Now an expert at Glasgow University has used cutting edge technology to examine the remnants of the structure.
And archaeologist Louisa Campbell has found that "distance stones" were painted vibrant red and yellow.
She said the coloured stones were used by the Romans to demonstrate their power over local people.
"The public are accustomed to seeing these sculptures in bland greys, creams, white (for marble) and don't get the full impact that they would have had on the Roman and indigenous audiences 2,.000 years ago," she added.
"These sculptures are propaganda tools used by Rome to demonstrate their power over these and other indigenous groups, it helps the empire control their frontiers and it has different meanings to different audiences."
The wall was built in around 142AD but it was abandoned within 20 years. It is now a UNESCO world heritage site.
Dr Campbell, a postdoctoral fellow in archaeology, used X-ray and laser technology to study the pigments applied to Roman sculpture, with a particular focus on distance stones from the Antonine Wall.
Her project - Paints and Pigments in the Past - is part-funded by Historic Environment Scotland's (HES) archaeology programme.
The aim of the project is to identify the colours of paint pigments applied to the sculptures from the wall and then to recreate an authentic palette of colours to allow them to be physical and digitally reconstructed.
Dr Campbell said: "The distance stones tell us how many feet were built by each legion and are dedicating their allegiance to the Emperor Antoninus Pius.
"These sculptures are unique to the Antonine Wall and the best-preserved example of frontier statuary from any Roman border.
"They were embedded into prominent positions on the wall (probably crossing points at militarised forts) for full visual impact.
"The colours would have been a very powerful addition to bring these scenes to life and aid in the subjugation of the northern peoples."

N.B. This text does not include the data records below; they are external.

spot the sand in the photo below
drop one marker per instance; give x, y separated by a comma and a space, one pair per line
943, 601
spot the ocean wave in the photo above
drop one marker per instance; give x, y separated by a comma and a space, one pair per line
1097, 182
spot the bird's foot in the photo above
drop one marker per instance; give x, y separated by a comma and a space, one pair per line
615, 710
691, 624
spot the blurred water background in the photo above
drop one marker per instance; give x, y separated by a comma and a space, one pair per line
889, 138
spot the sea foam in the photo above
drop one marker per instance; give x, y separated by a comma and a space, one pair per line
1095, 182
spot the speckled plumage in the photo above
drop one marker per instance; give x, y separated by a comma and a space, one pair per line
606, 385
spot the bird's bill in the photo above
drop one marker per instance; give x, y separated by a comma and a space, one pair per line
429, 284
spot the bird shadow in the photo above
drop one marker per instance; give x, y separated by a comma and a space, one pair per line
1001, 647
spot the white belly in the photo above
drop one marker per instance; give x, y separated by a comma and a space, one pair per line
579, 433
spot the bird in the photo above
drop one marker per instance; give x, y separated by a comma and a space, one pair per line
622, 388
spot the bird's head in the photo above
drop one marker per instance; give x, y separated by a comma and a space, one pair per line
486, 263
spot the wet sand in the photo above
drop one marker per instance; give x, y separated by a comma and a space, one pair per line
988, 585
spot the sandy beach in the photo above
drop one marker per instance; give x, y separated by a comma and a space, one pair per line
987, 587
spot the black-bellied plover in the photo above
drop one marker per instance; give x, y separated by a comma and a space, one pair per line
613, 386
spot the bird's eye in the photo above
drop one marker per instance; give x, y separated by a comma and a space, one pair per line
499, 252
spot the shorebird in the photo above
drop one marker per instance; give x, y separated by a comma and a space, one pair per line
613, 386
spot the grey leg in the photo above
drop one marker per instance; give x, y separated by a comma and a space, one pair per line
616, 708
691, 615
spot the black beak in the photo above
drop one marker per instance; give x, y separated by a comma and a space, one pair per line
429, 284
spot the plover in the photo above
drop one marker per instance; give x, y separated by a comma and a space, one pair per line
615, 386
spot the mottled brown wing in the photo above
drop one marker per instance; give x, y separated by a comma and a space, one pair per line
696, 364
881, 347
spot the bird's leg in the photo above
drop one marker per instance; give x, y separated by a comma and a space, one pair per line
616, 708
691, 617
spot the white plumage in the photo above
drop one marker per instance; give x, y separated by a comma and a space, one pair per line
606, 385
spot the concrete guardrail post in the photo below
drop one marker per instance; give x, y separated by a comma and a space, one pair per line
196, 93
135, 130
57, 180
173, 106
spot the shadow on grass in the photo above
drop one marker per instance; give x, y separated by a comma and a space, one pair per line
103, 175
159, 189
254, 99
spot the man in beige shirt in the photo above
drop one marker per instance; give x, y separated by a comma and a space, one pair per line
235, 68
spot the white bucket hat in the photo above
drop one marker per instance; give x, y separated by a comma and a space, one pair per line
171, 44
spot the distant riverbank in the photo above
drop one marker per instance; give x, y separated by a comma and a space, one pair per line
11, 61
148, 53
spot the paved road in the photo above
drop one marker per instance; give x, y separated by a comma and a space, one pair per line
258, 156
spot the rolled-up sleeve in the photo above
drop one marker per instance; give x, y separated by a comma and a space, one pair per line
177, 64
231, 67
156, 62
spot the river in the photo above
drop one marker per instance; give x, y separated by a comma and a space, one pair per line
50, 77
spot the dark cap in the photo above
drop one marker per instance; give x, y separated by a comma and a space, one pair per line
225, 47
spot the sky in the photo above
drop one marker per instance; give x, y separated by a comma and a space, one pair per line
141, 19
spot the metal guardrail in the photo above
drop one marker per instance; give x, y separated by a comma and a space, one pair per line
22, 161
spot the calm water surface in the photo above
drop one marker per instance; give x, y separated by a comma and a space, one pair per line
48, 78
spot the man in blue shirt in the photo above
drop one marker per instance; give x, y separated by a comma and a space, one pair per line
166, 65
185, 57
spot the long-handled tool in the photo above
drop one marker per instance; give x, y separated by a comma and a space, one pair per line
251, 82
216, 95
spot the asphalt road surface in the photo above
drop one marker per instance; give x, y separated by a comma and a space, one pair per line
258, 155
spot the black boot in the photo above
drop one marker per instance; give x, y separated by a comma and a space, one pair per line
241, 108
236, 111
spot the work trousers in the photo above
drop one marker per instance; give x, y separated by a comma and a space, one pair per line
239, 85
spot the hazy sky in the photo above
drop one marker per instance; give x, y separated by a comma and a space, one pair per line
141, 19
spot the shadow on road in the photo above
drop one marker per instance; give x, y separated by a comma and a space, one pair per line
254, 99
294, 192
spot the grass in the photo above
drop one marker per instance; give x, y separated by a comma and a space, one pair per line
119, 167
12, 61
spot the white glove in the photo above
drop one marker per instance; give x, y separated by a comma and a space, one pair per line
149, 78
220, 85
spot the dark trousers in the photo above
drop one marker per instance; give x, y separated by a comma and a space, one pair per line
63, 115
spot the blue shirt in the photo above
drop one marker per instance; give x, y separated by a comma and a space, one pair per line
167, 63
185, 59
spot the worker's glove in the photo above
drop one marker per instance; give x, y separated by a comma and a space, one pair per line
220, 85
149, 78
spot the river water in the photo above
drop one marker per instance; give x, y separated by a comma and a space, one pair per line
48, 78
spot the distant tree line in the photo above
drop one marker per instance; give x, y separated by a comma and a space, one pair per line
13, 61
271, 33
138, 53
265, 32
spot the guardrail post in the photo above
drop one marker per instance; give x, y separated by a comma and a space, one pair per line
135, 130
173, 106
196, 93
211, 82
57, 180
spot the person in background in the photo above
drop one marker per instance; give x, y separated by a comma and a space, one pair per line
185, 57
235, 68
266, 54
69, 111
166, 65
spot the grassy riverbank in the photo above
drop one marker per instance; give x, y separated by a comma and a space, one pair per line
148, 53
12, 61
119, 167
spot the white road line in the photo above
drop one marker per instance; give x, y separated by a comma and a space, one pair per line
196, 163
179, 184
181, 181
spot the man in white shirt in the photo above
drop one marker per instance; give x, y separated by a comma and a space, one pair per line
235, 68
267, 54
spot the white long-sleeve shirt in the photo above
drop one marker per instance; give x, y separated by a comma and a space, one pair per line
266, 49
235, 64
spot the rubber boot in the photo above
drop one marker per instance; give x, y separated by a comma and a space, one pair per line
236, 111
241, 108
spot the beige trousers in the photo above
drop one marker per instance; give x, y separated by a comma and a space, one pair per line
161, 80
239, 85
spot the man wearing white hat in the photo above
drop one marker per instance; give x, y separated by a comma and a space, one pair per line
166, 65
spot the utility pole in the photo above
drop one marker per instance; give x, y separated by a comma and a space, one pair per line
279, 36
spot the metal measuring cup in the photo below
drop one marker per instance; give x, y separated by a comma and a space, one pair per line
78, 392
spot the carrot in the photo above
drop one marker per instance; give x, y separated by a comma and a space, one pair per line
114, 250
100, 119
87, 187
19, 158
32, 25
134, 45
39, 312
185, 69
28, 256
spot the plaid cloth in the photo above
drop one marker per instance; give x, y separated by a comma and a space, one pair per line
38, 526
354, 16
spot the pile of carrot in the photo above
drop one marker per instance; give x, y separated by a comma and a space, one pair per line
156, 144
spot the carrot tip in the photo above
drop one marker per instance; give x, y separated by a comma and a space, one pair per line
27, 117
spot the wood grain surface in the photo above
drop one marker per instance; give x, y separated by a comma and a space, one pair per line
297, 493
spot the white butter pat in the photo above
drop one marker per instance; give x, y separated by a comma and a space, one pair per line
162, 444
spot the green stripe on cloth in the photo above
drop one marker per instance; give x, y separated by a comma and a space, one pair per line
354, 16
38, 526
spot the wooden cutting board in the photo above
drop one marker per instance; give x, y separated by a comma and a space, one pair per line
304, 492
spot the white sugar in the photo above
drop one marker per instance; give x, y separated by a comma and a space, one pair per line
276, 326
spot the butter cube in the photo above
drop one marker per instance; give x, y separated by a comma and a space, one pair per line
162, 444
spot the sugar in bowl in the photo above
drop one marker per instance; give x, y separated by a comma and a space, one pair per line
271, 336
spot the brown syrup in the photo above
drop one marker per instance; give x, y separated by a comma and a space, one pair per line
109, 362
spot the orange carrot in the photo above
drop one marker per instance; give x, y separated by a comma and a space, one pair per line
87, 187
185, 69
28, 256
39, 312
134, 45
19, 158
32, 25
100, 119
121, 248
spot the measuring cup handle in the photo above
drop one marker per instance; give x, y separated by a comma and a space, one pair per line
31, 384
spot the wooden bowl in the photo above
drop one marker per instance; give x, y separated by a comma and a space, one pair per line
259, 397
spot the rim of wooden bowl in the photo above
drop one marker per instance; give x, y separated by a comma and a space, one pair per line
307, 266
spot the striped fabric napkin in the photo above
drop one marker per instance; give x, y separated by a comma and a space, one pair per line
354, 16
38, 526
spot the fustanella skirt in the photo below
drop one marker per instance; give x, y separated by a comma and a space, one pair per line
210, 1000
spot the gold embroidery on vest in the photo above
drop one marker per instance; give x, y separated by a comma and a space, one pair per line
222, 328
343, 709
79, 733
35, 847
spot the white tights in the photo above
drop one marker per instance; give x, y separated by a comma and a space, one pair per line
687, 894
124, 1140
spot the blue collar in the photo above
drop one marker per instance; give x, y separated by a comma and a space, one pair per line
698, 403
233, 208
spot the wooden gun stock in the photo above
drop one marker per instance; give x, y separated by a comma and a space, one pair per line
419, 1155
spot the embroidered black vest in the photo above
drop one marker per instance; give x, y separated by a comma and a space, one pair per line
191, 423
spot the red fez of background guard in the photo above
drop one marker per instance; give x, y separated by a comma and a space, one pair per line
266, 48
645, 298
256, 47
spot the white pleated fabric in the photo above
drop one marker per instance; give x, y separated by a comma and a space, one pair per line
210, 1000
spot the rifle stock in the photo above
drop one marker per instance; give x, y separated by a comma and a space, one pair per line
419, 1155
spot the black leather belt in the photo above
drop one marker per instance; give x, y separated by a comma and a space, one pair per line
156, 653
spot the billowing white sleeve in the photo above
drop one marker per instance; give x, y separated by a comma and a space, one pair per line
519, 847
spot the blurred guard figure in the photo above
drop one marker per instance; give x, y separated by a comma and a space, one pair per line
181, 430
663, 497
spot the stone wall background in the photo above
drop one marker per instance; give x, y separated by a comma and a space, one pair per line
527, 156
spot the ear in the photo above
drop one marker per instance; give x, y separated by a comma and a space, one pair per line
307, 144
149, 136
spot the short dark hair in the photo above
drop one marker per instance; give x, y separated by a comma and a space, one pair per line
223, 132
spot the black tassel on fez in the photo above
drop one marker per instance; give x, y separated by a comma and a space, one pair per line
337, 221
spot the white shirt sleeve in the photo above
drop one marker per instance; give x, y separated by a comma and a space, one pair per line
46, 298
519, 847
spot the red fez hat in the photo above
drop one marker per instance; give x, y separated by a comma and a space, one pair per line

She said of the samples she studied: "Many contain exquisitely carved scenes of combat, religious practice and architecture.
"It is likely that the sculptures were originally painted for maximum impact. However, over the course of time the paint has faded and only trace elements are left."
The archaeologist studied samples at the university's Hunterian Museum, the National Museum of Scotland, the Yorkshire Museum and the Great North Museum.
Patricia Weeks, Antonine Wall co-ordinator at HES, said: "Knowing how colour was used by the Romans to tell stories and create impact is a huge leap forward in understanding these sculptures."